Des promesses jamais tenues

Les élus d’opposition sont sceptiques. « On parle de mettre un éléphant sur un lieu qui a un rapport avec l’Atlantique, personnellement, j’aurais préféré autre chose qu’un éléphant », regrette l’un d’eux. Mais, même s’il n’offre guère de déclinaison envisageable, l’éléphant est dans l’air du temps : il sera bientôt la vedette de La Visite du sultan des Indes sur son éléphant à voyager dans le temps, peut-être le spectacle le plus réussi de Royal de Luxe. En vendant à Nantes Métropole une version mécanisée de la machine créée pour la troupe de Jean-Luc Courcoult, François Delarozière et Pierre Orefice gagneront du temps.

Finalement, par 74 voix pour, 8 contre et 20 abstentions, le conseil « approuve le projet de développement d’un équipement touristique appelé « Les Machines de l’île » ». Il repose sur « une implantation et un parcours de différentes « machines extraordinaires » : la Baleine, l’Eléphant, le Monde marin, l’Aérodrome, l’Arbre aux oiseaux, l’Arche, le Carrousel des éléphants ». Ce catalogue présenté au conseil communautaire ne sera jamais entièrement réalisé. Quand Les Machines de l’île ouvrent leurs portes, en 2007, le dossier de presse de Nantes Métropole annonce : « l’Éléphant, le Calamar à rétropropulsion, le Poisson pirate, le Luminaire des grands fonds seront les premières Machines à sortir du Grand Atelier des Nefs ». Mais les trois dernières machines, plus modestes ne sont pas destinées à parcourir l’île de Nantes : elles seront juste exposées dans la Galerie puis intégrées au Carrousel des mondes marins.

Nantes Métropole se lie les mains

Le conseil du 18 juin 2004 assortit sa décision de deux dispositions lourdes de conséquences. D’abord, il prévoit que le projet sera mis en œuvre dans le cadre d’un marché négocié « sans publicité préalable et sans mise en concurrence », comme le permet (mais ne l’impose pas) le code des marchés publics pour une œuvre mettant en jeu une propriété intellectuelle. Ensuite, il désigne comme fournisseurs exclusifs les deux transfuges de Royal de Luxe, car « le projet ne pourrait être réalisé par d’autres artistes, F.Delarozière et P.Orefice ayant déposé leurs droits sur l’oeuvre et disposant ainsi d’un droit d’exclusivité sur leur concept artistique ». Ainsi, la métropole se lie les mains doublement et délibérément, sans même exiger de droits sur une création qui, pourtant, n’a de valeur en pratique que parce qu’elle la réalise. Si Nantes Métropole tient à développer son projet, elle devra le faire aux conditions imposées par les deux créateurs. Elle se prive aussi d’issue de secours : impossible de faire appel à quelqu’un d’autre si jamais ces deux-là perdent leur motivation, leur inspiration ou leur sens des réalités (on voit le résultat avec l’Arbre aux Hérons). Impossible aussi de se tourner vers un nouveau venu plus talentueux ; avec ce genre de principe, entre mille exemples, Florence n’aurait jamais eu son Duomo, confié à Brunelleschi parce que Ghiberti ne savait pas faire.
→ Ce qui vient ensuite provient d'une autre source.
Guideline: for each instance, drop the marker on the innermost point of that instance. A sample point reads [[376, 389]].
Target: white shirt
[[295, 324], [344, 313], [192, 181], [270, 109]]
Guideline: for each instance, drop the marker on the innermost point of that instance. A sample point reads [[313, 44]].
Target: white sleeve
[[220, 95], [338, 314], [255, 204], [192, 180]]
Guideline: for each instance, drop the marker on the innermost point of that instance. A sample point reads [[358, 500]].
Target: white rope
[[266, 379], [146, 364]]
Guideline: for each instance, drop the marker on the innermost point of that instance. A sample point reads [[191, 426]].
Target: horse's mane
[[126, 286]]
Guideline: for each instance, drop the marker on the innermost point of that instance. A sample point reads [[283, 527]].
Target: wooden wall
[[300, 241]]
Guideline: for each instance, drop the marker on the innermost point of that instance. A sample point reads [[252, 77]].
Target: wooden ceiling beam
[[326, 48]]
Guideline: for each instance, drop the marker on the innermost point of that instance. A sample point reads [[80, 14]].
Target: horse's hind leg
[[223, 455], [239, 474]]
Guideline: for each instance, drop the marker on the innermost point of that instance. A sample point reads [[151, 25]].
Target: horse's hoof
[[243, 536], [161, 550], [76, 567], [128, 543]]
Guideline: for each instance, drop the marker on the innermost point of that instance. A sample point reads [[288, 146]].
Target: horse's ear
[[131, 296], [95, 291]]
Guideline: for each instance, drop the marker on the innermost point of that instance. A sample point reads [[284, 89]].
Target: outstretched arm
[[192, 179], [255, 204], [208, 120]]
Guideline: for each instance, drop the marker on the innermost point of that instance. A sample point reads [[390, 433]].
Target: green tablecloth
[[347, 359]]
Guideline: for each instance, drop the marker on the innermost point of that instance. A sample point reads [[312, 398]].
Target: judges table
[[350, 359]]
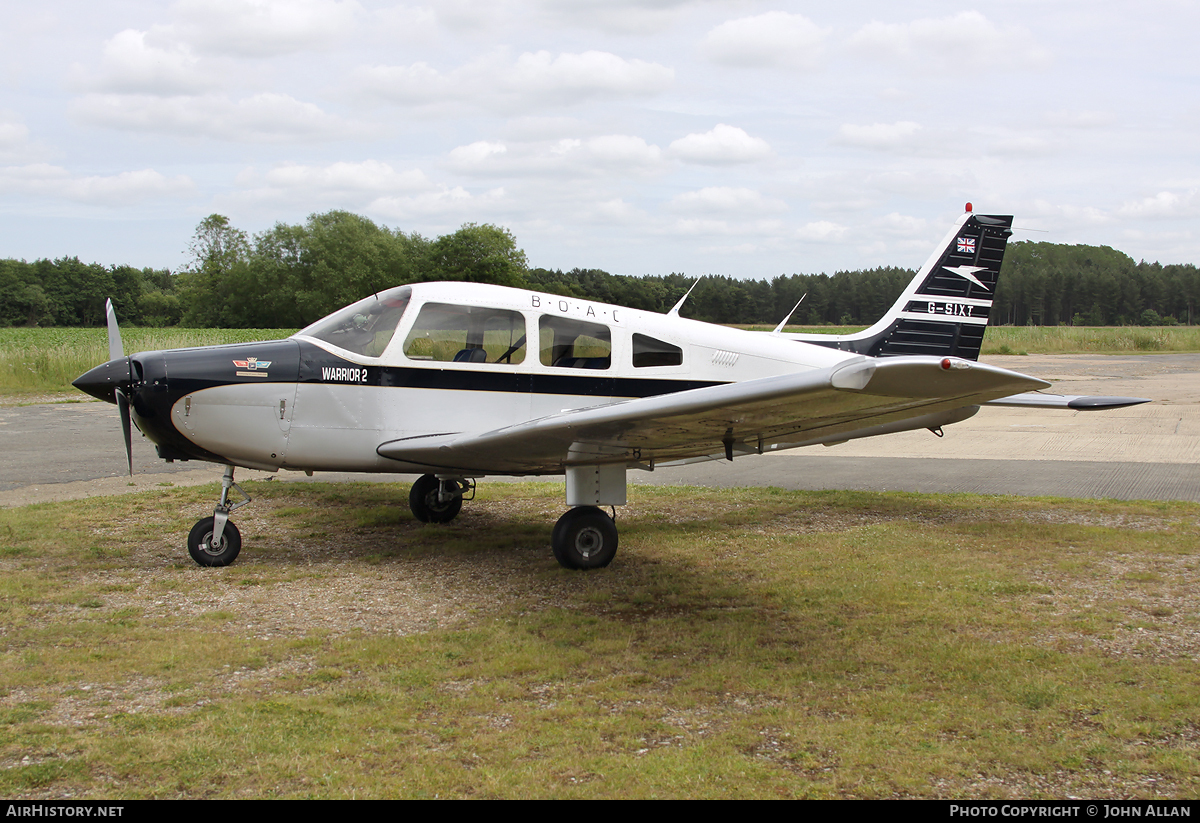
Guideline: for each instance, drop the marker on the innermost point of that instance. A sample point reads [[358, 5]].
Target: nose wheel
[[215, 541], [438, 499], [209, 551]]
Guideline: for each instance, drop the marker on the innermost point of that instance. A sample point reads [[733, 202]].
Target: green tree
[[479, 254]]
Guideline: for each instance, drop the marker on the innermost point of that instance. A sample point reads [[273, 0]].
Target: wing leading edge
[[863, 396]]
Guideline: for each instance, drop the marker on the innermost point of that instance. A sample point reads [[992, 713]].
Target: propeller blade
[[115, 349], [123, 403]]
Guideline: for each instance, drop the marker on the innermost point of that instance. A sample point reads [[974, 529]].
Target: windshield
[[366, 326]]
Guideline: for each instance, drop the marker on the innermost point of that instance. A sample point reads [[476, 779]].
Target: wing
[[817, 406], [1036, 400]]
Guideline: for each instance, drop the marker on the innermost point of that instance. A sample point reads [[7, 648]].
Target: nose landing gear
[[215, 541]]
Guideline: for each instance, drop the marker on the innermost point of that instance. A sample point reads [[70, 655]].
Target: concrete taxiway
[[1152, 451]]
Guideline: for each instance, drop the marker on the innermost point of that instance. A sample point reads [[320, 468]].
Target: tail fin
[[943, 311]]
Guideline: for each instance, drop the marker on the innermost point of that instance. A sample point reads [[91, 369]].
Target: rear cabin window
[[448, 332], [568, 343], [366, 326], [649, 352]]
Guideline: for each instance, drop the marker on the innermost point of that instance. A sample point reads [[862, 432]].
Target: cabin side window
[[569, 343], [448, 332], [651, 352], [366, 326]]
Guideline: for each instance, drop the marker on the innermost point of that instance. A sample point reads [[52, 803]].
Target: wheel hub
[[587, 541]]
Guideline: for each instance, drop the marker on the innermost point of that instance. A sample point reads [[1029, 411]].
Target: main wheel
[[585, 538], [423, 499], [205, 552]]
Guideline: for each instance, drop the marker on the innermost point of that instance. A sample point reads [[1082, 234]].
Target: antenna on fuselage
[[784, 322], [675, 312]]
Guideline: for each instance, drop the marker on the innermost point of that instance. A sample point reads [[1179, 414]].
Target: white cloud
[[568, 157], [535, 79], [773, 40], [1023, 145], [903, 226], [118, 190], [967, 42], [265, 28], [1069, 119], [129, 64], [15, 145], [263, 118], [337, 179], [720, 146], [725, 199], [445, 202], [625, 17], [621, 212], [1162, 205], [880, 136]]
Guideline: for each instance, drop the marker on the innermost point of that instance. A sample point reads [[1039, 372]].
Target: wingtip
[[1104, 402]]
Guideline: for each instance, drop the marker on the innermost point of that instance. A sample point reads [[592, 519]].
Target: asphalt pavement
[[70, 450]]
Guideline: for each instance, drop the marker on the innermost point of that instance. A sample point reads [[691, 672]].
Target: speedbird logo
[[253, 366]]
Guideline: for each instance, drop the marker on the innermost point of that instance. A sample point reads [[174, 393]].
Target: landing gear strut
[[438, 499], [215, 541]]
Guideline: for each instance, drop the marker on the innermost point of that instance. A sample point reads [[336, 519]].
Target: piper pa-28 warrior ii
[[460, 380]]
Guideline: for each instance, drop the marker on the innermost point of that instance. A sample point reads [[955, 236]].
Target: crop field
[[745, 643], [1060, 340], [46, 360], [39, 361]]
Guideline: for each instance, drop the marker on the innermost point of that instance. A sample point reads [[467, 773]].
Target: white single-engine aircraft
[[460, 380]]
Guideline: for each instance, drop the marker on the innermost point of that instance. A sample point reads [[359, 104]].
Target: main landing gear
[[438, 499], [583, 538], [215, 541]]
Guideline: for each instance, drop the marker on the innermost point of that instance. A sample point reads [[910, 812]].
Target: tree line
[[292, 275]]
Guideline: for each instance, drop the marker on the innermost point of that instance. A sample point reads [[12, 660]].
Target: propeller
[[113, 380], [123, 406], [115, 352], [115, 349]]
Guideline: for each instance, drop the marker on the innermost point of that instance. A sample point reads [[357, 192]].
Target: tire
[[199, 544], [585, 538], [423, 499]]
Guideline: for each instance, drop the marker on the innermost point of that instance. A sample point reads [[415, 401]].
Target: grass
[[747, 643], [47, 360], [1059, 340]]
Sur le plan financier, le procès-verbal du conseil communautaire du 18 juin 2004 en témoigne, l’optimisme règne. Les premières réalisations, Éléphant, branche prototype et galerie, coûteront 4,865 millions d’euros. Il faudra cependant porter ce montant à 6 millions (+ 23 %) un peu plus tard – mais le projet sera financé à 25 % par l’Union européenne au titre du tourisme. Surtout, une étude économique confiée à un cabinet-conseil en ingénierie touristique, Grévin Développement, « montre que l’on peut raisonnablement tabler sur un équilibre d’exploitation » avec un prix moyen du billet d’entrée de 5 euros. En réalité, cet équilibre ne sera jamais atteint, loin de là. Lors de l’ouverture des Machines, en 2007, Nantes Métropole assure encore que les Machines « tendront vers l’équilibre » en 2009. Puis elle se résoudra à acter le déficit permanent, couvert année après année par des subventions. Qu’ils profitent ou pas des Machines de l’île, tous les Métropolitains contribuent chaque année à payer les conséquences de l’erreur commise par Jean-Marc Ayrault et sa majorité métropolitaine le 18 juin 2004.